«Sin da quando ho iniziato questo percorso ho sempre sognato di chiudere una strada a Savigliano per far sentire la mia musica e sabato questo è stato finalmente possibile».
È rimasta nel cuore e nella testa di Mauro Porera, in arte Edgar Gallan, la sua città natale dove per tanti anni si è esibito tra club, discoteche e locali prima di spiccare letteralmente il volo tra Torino e Lombardia, e poi Londra e dopo ancora in giro per l’Europa. Il dj saviglisanese è tornato “a casa” per celebrare i suoi primi 20 anni di carriera con un evento, organizzato in collaborazione con la vineria Il Roma, che ha chiuso corso Roma per una serata tra musica e arte.
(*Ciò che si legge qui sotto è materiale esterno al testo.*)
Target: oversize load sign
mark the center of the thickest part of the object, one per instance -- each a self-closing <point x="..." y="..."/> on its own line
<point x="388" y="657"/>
«Era il giugno del 2006 e, in occasione del diciottesimo di un mio amico, avevo provato a mettere su qualche disco che mi piaceva particolarmente e da lì la mia passione è esplosa – racconta -. Al mio compleanno mi regalarono un giradischi e il primo mixer e, grazie al supporto della saletta musicale, ho iniziato a farmi conoscere prima in piccolo e poi anche da alcuni club della zona. Al To-like di Genola ad esempio sono stato per la prima volta resident dj, ma poi ho lavorato anche tanto tra Evita, Bra, Centallo e tanti altri. La vera svolta è arrivata però durante una serata allo Chalet di Torino, durante una serata di musica elettronica. Allora quella era una vera nicchia e anche nel club c’era poca selezione all’ingresso, come invece avveniva in provincia, e ho percepito che quell’ambiente mi trasmetteva davvero tanta unione e voglia di fare festa. Da allora ho un po’ abbandonato la “commerciale” per avvicinarmi al mondo che oggi potremmo definire techno e indie-dance, con tanta influenza in arrivo dagli anni ‘80. In fondo sono stato cresciuto a pane e Pink Floyd».
La voglia di emergere in un ambito non ancora sotto i riflettori ha portato Mauro a spostarsi in Inghilterra, dove ha avuto l’onore di suonare all’Egg di Londra, «quello che allora era il 34° club più importante al mondo».
Tanti eventi sia nel Regno Unito che in giro per l’Europa ma alla fine i vent’anni di carriera sono stati festeggiati dove tutto è iniziato.
«Ho celebrato i primi dieci a Londra, ma ho sempre sognato di chiudere una strada per la mia musica e questo credo sia anche un atto di riconoscimento e restituzione nei confronti di chi mi ha sempre seguito».